- Directed by: V. Samudra
- Produced by: Srinivas Babu
- Starring: Priyamani; Krishnam Raju; R. Sarathkumar;
- Cinematography: Vasu
- Edited by: Nandamuri Hari
- Music by: Ravi Shankar; Chinna;
- Production company: OMICS Creations
- Release date: 8 November 2013;
- Country: India
- Language: Telugu

= Chandi (film) =

Chandi is a 2013 Indian Telugu film directed by V. Samudra starring Priyamani, Krishnam Raju, and R. Sarathkumar.
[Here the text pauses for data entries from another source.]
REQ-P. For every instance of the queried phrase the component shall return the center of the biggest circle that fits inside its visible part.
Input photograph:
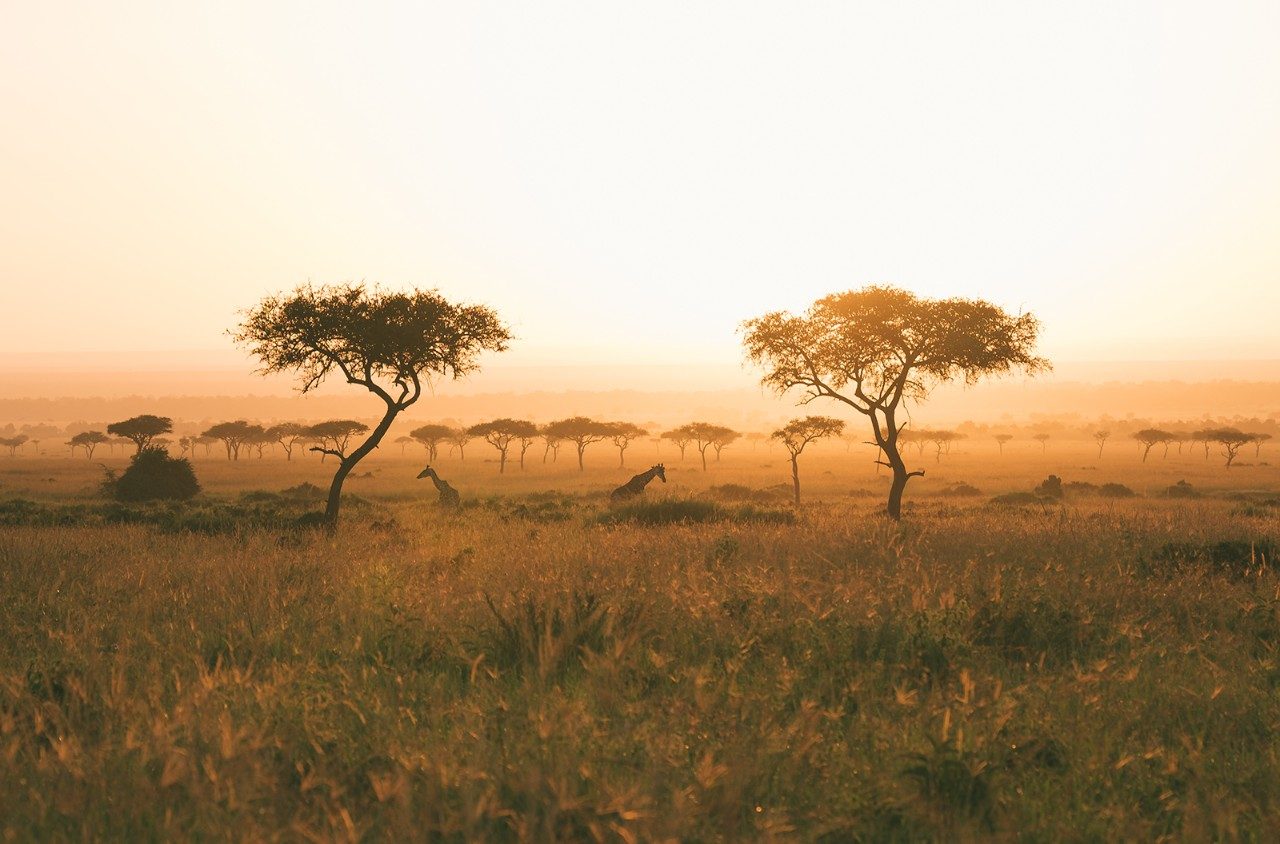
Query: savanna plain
(711, 664)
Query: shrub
(1115, 491)
(673, 511)
(1050, 488)
(154, 475)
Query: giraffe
(636, 484)
(448, 495)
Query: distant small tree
(260, 439)
(382, 341)
(1148, 437)
(876, 347)
(88, 441)
(1202, 437)
(526, 439)
(553, 442)
(458, 438)
(581, 432)
(723, 437)
(942, 441)
(799, 433)
(501, 433)
(288, 434)
(432, 436)
(13, 443)
(334, 436)
(704, 436)
(141, 429)
(681, 437)
(622, 434)
(232, 436)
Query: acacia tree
(880, 346)
(88, 441)
(1230, 439)
(385, 342)
(334, 436)
(141, 429)
(288, 434)
(622, 434)
(799, 433)
(501, 433)
(232, 436)
(723, 437)
(13, 443)
(681, 437)
(579, 430)
(942, 441)
(458, 438)
(432, 436)
(1148, 437)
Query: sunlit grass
(1096, 669)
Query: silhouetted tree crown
(878, 346)
(141, 429)
(387, 342)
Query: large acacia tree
(878, 347)
(387, 342)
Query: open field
(1095, 669)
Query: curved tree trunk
(348, 462)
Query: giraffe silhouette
(636, 484)
(448, 495)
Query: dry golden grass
(517, 671)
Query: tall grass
(1095, 670)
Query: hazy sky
(632, 179)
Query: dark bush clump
(1115, 491)
(154, 475)
(670, 511)
(961, 489)
(1050, 488)
(1230, 556)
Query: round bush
(154, 475)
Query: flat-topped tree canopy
(873, 347)
(387, 342)
(384, 341)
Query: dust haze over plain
(626, 185)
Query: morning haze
(640, 421)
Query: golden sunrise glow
(634, 179)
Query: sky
(627, 182)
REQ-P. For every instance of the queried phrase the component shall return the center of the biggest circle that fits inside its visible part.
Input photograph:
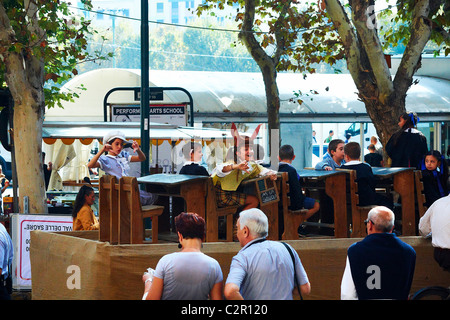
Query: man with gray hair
(263, 269)
(381, 266)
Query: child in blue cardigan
(434, 177)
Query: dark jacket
(382, 267)
(409, 149)
(295, 189)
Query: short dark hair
(190, 147)
(352, 150)
(80, 199)
(286, 152)
(190, 225)
(333, 144)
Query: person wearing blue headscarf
(407, 147)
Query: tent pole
(145, 134)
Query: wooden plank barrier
(114, 272)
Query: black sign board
(267, 191)
(155, 94)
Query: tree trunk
(267, 65)
(383, 97)
(24, 73)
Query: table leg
(195, 196)
(404, 185)
(271, 211)
(335, 189)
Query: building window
(160, 7)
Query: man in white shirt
(436, 223)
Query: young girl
(116, 162)
(83, 216)
(192, 152)
(407, 147)
(434, 176)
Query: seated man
(227, 177)
(298, 200)
(381, 266)
(364, 178)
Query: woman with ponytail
(407, 147)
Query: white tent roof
(131, 130)
(223, 94)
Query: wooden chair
(420, 196)
(213, 213)
(358, 213)
(292, 218)
(132, 213)
(108, 209)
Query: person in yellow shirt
(83, 216)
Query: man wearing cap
(117, 161)
(6, 257)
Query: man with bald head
(381, 266)
(263, 269)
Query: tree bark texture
(383, 97)
(25, 78)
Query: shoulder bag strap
(295, 276)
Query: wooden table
(189, 187)
(402, 181)
(333, 182)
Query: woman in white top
(189, 274)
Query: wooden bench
(213, 212)
(358, 213)
(292, 218)
(132, 213)
(73, 183)
(420, 196)
(108, 209)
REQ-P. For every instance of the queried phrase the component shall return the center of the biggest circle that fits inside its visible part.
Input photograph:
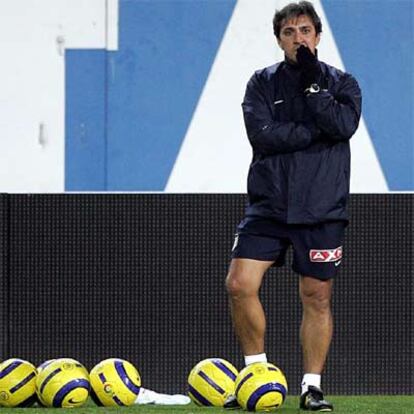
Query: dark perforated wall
(141, 277)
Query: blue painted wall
(127, 112)
(376, 41)
(153, 83)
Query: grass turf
(372, 404)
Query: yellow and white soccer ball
(63, 382)
(261, 387)
(17, 383)
(211, 381)
(44, 364)
(115, 382)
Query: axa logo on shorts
(325, 255)
(236, 240)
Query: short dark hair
(293, 10)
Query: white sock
(310, 379)
(146, 396)
(251, 359)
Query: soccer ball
(63, 382)
(261, 387)
(43, 365)
(211, 381)
(115, 382)
(17, 383)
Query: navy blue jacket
(301, 157)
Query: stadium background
(144, 96)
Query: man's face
(296, 32)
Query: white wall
(33, 36)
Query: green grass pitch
(371, 404)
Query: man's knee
(316, 294)
(238, 286)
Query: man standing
(299, 116)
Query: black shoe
(231, 403)
(313, 400)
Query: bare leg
(243, 282)
(317, 324)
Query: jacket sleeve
(337, 116)
(267, 136)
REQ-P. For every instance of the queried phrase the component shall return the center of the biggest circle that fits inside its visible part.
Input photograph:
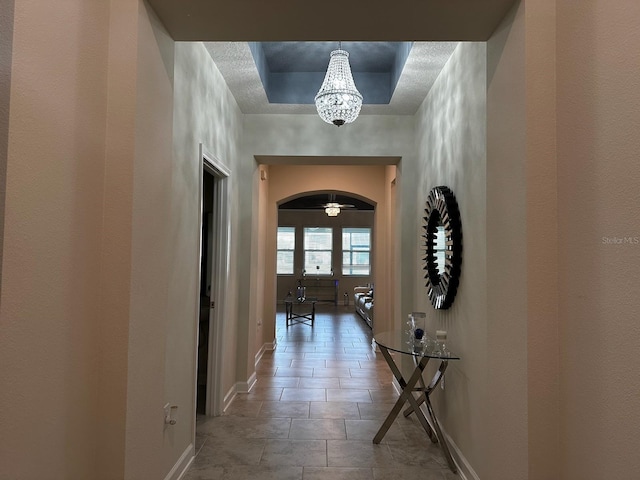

It is loosely based on the Hollywood movie The Long Kiss Goodnight, and was remade in Bhojpuri in 2015 as Durga starring Rani Chaterjee and in Bangladesh in 2016 as Rokto starring Pori Moni.

== Production ==
The film was formally launched on 31 January 2013, with principal photography commencing on 30 October 2012. Filming took place over eight months, primarily across Hyderabad, Rajamundry and Bangkok, Thailand.

==Soundtrack==

Track listing
| No. | Title | Lyrics | Singer(s) | Length |
|---|---|---|---|---|
| 1. | "Alluri Seetharama Raju" | Ramajogayya Sastry | Kailash Kher | 5:15 |
| 2. | "Ganga Ganga" | Ramajogayya Sastry | Harini | 4:52 |
| 3. | "A=Appla la unta" | Bhaskara Batla Ravi Kumar | Ramya NSK | 4:53 |
| 4. | "Chall Chall" | Chandrabose | Bhargavi Pillai | 4:11 |
| 5. | "Chandi Chandee" | Ramajogayya Sastry | Bhargavi Pillai | 3:59 |
| 6. | "Uure leduga" | Ramajogayya Sastry | Bhargavi Pillai | 2:53 |
| Total length: |  |  |  | 24:43 |

== Release and reception ==
The film was originally scheduled for release in the first week of October 2013, but was postponed due to political unrest in Andhra Pradesh and finally released on 8 November 2013.

A critic from The Times of India rated the film 1.5/5 stars and wrote, "It’s a tediously trashy film that falls short of being an assault on your senses. Everything about the movie is so sloppy that, five minutes into the movie you realise this one’s going to be a pain".